What Is the Best Exercise and which Types of Exercise Is the Most Appropriate for You


You should realize that there are several types of exercise and that each fills a individual need. It's also important to make out that while we all share the same minimum daily requirement for exercise; different "doses" of physical activity may best suit different individuals, and then should know which types of exercise is the most appropriate for you. Exercise physiologists classify exercise based on how your muscle fibers are put to work and how your heart and movement respond to that work. But physiology won't help you find your way through the maze of exercise programs that may point you to a gym, a track, or a yoga class. To get where you belong, consider five distinct types of exercise in more practical terms.

Strength training (also known as resistance exercise) builds muscle mass and power and increases bone calcium content and strength. Strength training uses free weights, resistance machines, calisthenics, or rubber tubes and metal springs to improve muscles and bones.

Flexibility training is an important complement to resistance training. As muscles grow stronger, they get staffer, tighter, and shorter. Age takes some of the spring from elastic tissue, making muscles, tendons, and ligaments stiff and tight. Stretching will help; it improves flexibility, thus reducing the risk of injury and improving performance and function during exercise and daily life.

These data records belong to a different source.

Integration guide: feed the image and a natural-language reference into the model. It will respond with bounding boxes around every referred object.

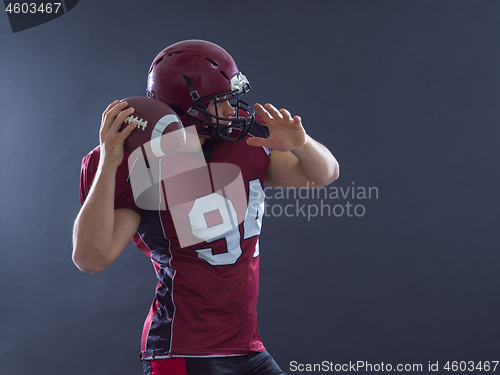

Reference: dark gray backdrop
[0,0,500,375]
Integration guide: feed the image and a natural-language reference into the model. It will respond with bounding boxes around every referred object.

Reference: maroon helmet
[147,40,255,141]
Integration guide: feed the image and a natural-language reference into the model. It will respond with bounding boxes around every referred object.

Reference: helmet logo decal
[229,73,250,93]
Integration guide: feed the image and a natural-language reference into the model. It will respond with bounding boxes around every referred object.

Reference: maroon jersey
[81,122,270,359]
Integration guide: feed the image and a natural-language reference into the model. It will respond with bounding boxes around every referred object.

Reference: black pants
[142,351,286,375]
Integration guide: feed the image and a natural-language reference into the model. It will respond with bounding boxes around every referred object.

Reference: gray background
[0,0,500,375]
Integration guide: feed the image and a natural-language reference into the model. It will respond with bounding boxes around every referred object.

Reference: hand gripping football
[120,96,186,159]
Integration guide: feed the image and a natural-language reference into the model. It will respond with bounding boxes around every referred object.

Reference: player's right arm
[73,101,141,272]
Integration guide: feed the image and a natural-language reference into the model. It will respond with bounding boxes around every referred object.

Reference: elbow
[71,247,107,273]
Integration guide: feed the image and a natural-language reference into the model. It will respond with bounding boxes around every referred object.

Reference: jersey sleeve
[80,147,137,211]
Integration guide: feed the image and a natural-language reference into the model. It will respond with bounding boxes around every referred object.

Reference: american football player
[73,40,339,375]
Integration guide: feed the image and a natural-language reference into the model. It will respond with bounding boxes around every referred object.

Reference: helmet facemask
[184,73,255,141]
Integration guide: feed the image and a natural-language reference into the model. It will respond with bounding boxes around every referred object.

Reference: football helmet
[147,40,255,141]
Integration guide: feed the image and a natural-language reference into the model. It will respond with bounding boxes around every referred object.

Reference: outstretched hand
[247,103,306,151]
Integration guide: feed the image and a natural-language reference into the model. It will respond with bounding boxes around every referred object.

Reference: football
[120,96,186,159]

Exercises for balance are often overlooked. Indeed, smooth and graceful young athletes have no need for activities devoted to building balance and improving coordination. But check in with them again in a few years. Age takes a toll on balance, but special exercises can help. Good balance and coordination will help you glide through exercise and sports participation and will substantially reduce your risk of falling.

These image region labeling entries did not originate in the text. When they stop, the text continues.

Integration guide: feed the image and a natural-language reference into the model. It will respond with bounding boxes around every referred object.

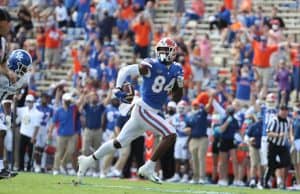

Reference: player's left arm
[172,68,183,103]
[116,64,140,88]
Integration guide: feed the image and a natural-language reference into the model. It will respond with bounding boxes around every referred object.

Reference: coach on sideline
[263,105,290,189]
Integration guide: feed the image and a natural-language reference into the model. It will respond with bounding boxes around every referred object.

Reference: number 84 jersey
[140,58,183,110]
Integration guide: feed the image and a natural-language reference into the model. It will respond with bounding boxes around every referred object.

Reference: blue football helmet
[7,49,32,78]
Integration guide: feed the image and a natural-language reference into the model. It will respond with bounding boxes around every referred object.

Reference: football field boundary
[57,182,234,194]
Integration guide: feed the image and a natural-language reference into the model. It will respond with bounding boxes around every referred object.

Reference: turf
[0,173,300,194]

Speed training doesn't have a chapter in this book. It's an important tool for competitive athletes who need to attain maximum acceleration and speed, but it can do more harm than good when it comes to health. Unless you are training for top-level competition, there is no reason for you to push your body to its oxygen-deprived anaerobic maximum. Still, we can learn an important lesson from the men and women who coach top athletes. They use a technique called interval training, whereby the athlete alternates periods of maximum effort (sprinting, for example) with periods of modest intensity (jogging or walking, for example). If you're like most of us, there is no need for you to sprint—but you can build your endurance by varying the intensity of your exercise, jacking it up for a time, and then throttling back to recover before repeating the cycle. You'll also benefit from varying you activities and by alternating longer or harder sessions with shorter or easier ones.

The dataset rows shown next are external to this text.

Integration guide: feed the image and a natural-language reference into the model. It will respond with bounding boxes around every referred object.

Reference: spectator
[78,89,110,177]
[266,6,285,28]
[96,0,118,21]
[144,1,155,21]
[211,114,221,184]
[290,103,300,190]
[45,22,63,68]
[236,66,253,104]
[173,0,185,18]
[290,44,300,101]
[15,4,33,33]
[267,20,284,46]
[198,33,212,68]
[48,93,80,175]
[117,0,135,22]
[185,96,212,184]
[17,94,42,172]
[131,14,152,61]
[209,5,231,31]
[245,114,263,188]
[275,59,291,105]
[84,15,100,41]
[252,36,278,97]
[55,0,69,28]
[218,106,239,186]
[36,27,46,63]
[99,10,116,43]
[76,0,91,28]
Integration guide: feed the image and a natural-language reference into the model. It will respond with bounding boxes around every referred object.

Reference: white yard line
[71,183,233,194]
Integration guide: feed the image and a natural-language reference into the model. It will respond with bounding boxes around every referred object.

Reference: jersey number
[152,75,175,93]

You need resistance training for your muscles and bones, flexibility training for your muscles and joints, and balance exercises for your coordination and equilibrium. But how about your heart and circulation, your metabolism, and your muscular endurance? To improve these vital functions, you need dynamic or endurance exercise. Until now, that's meant aerobic training. The doctrine of aerobics calls for you to put your large muscle groups to work continuously in a rhythmic, repetitive fashion for prolonged periods of time. The goal of these types of exercise is to push your heart toward its maximum without actually putting your pedal all the way to the floor. In practice, that means raising your heart rate to 70 to 85 percent of maximum and holding it there for twenty to sixty minutes. Long-distance running, swimming, and biking are prime examples of aerobic exercise, so aerobic training is the best way to improve cardiopulmonary fitness, and it's an excellent way to promote health. On a personal note, it's what helped me overcome a heritage of cardiovascular disease and premature death some thirty years ago, and it's been a boon to thousands of people who run for their lives. Without disputing the merits of aerobics, we should consider an alternative approach. These types of exercise are not as good at improving the cardiovascular fitness that athletes prize so highly, but it's a great way to improve health.